Al revelar Pasteur que la levadura transformaba el azúcar en alcohol y en deliciosos subproductos, los cerveceros empezaron a cultivar cepas específicas para obtener distintos aromas, y legaron los métodos a sus hijos y nietos. Hoy día la singularidad de la cerveza belga está vinculada a su levadura, y los fabricantes defienden a capa y espada sus secretos. 

En la fábrica Caracole, François Tonglet añade otra cepa de levadura a su cerveza cuando la embotella para “disfrazar” la principal. “De esta manera, si algún competidor llega a analizar una muestra de mi cerveza, no puede identificar la levadura específica que utilizo”, explica.

No he dejado de pensar en los días del hallazgo de la levadura cuando me reúno con mis amigos belgas en la Plaza Dageraad de Amberes, un lugar lleno de bares que se encuentra en medio de un agradable barrio arbolado. Cuando echo una mirada a las mesas y veo tantos tipos de personas como tipos de vasos y tarros, me doy cuenta de que lo que hace que la cultura cervecera de Bélgica sea tan especial no es sólo la cerveza, sino también los bebedores.

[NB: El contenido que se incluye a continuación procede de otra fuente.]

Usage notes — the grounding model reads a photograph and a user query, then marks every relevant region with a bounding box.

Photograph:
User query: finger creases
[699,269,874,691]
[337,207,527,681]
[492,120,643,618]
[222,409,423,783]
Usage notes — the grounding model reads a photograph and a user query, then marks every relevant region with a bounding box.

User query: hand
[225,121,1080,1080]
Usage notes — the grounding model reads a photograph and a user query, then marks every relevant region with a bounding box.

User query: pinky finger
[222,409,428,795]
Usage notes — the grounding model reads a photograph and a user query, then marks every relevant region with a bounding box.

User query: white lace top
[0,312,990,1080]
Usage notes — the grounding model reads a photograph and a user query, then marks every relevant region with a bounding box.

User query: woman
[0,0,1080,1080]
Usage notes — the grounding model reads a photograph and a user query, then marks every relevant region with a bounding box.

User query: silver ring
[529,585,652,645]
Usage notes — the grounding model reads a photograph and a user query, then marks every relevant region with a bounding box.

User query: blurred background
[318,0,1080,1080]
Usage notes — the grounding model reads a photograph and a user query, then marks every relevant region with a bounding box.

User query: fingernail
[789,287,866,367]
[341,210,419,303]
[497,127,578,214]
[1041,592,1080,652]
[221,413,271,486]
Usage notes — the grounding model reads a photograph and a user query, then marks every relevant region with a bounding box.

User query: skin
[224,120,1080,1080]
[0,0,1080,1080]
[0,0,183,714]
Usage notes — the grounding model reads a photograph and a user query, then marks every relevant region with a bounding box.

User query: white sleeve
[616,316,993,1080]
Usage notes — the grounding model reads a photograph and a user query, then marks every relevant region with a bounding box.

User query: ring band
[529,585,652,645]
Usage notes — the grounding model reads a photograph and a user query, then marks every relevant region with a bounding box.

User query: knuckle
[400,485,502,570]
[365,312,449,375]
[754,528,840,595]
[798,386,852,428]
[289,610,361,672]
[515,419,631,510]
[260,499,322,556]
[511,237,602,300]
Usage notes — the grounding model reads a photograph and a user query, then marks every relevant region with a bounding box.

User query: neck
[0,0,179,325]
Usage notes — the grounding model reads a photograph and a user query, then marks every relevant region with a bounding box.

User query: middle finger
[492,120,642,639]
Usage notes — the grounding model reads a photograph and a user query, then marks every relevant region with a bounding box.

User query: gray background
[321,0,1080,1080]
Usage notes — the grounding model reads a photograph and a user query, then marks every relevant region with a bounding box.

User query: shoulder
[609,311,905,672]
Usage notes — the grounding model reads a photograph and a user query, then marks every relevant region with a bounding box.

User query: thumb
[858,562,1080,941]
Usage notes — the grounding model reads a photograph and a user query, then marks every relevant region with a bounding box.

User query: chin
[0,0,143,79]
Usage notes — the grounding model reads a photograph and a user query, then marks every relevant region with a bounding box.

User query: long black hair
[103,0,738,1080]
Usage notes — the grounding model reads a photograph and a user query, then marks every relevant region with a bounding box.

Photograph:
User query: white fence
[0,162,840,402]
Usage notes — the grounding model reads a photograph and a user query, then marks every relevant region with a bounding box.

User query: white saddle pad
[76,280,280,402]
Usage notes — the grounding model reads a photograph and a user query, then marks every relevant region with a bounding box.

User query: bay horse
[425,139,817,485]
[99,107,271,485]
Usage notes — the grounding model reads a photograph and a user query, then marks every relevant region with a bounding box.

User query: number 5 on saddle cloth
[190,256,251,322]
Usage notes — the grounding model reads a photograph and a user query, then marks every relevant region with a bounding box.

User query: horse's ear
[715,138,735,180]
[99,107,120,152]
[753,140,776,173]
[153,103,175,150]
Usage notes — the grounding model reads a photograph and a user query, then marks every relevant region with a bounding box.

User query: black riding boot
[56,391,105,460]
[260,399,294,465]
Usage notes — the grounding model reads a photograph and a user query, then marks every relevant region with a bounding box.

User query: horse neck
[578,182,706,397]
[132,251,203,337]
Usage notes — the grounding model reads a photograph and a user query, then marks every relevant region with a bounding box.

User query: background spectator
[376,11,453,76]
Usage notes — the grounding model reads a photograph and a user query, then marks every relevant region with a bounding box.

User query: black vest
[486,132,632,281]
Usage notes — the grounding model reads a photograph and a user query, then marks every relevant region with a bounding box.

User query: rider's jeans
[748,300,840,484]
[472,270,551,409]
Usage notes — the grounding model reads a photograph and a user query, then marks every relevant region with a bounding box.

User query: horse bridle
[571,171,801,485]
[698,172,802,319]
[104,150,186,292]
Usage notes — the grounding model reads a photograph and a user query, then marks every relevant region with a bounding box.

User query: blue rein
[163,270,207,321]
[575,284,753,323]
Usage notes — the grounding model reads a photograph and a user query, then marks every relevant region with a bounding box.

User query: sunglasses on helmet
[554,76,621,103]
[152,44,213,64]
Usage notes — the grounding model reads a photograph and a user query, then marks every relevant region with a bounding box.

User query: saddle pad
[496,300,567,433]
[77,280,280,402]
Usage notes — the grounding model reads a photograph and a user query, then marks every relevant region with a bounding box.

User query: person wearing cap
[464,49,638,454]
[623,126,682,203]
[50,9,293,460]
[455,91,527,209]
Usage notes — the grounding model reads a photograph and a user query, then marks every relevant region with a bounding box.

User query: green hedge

Al otro lado de la plaza, un padre joven está tomando la cerveza ámbar local De Koninck en una copa ancha que los belgas llaman bolleke, mientras sus hijos se mecen en los columpios. Una mujer elegantemente vestida baja de una bicicleta, se acerca a una amiga que está bebiendo cerveza y la saluda dándole un suave beso en ambas mejillas. Un risueño grupo de adultos mayores levanta tarros de Rochefort, una cerveza oscura fabricada en un monasterio del sur de Bélgica. Un puñado de jugadores de basquetbol pide una ronda de cerveza clara para aplacar la sed después de pasar un rato haciendo encestes en el centro de la plaza.